Re: Row size computation
Posted by:
Rick James
Date: April 06, 2012 08:50PM
> Thanks to you, now i see that this increase is probably result of 'splits', maybe table should be restructured then?
No, probably not. So what if a table expands and contracts by, say, 30%? More details...
All indexing is done with BTree technology. When fetching a single row from a million row table, it will traverse about 3 levels of BTree. The block splits of the data have negligible impact on performance for this.
> `created_at` int(11) default NULL,
If that is a date, you possibly wanted INT UNSIGNED.
> `country` char(3) character set ascii collate ascii_bin NOT NULL,
Good. It is amazing how many people screw up country code.
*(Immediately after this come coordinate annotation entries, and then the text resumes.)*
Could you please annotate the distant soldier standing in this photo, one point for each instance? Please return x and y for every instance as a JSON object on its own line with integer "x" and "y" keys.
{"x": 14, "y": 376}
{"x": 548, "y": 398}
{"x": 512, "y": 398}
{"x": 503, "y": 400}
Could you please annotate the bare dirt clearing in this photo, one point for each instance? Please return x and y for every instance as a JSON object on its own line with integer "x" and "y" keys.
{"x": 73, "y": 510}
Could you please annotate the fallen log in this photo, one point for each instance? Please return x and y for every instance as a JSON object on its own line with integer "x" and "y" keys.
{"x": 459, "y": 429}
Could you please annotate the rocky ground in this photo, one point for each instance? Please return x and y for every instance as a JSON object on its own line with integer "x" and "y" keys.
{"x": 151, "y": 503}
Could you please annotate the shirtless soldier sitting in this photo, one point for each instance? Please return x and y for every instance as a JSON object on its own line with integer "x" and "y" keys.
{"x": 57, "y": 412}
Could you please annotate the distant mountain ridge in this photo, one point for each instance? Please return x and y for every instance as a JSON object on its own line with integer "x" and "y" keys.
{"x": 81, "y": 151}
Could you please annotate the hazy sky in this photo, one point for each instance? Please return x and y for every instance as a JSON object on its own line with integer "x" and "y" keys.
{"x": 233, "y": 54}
> I guess that adding auto_increment ...
Changing the PK to be an auto-inc will avoid the splits (assuming no UPDATEs), but will make lookup by (`dev_id`,`app_id`,`app_version`) more costly:
INDEX(`dev_id`,`app_id`,`app_version`)
and
WHERE dev_id = ... AND ...
will drill down the BTree for that index (now a "secondary" index). At the leaf node, it will find the PK (the new id). Then it will drill down the BTree that contains the PK and the data row.
It is hard to say which would be better/worse. I will say that it probably does not matter nearly as much as we have spent time discussing it.
> Good question would be what is 'good enough' value of padding and what is impact of memory caching and performance.
You have no control over the padding.
The most important metric is whether the "working set" of all the InnoDB tables is small enough to fit into innodb_buffer_pool_size. If the data+index is (or will become) too big for the buffer_pool, you will incur more I/O. This will be a performance issue.
RoT (Rule of Thumb): If a SELECT can find all its blocks in the buffer_pool, it will run 10 times faster than if it has to hit the disk.
You have buffer_pool of 6GB, but only 60MB (data+index) in this table -- that is only 1% of the buffer pool. The other 99% is either unused or used by other tables.
> Do you know what is the impact of 'splits' (and as a result increased table size) on performance or can you point me somewhere where i can investigate it?
I have no pointer for it. But based on what you have said so far, the impact of the splits is very, very, insignificant. I recommend dropping the issue and focus on other things.
If you are having performance issues, it not because of block splitting.
> We occasionally do big selects...
Do they cause performance issues?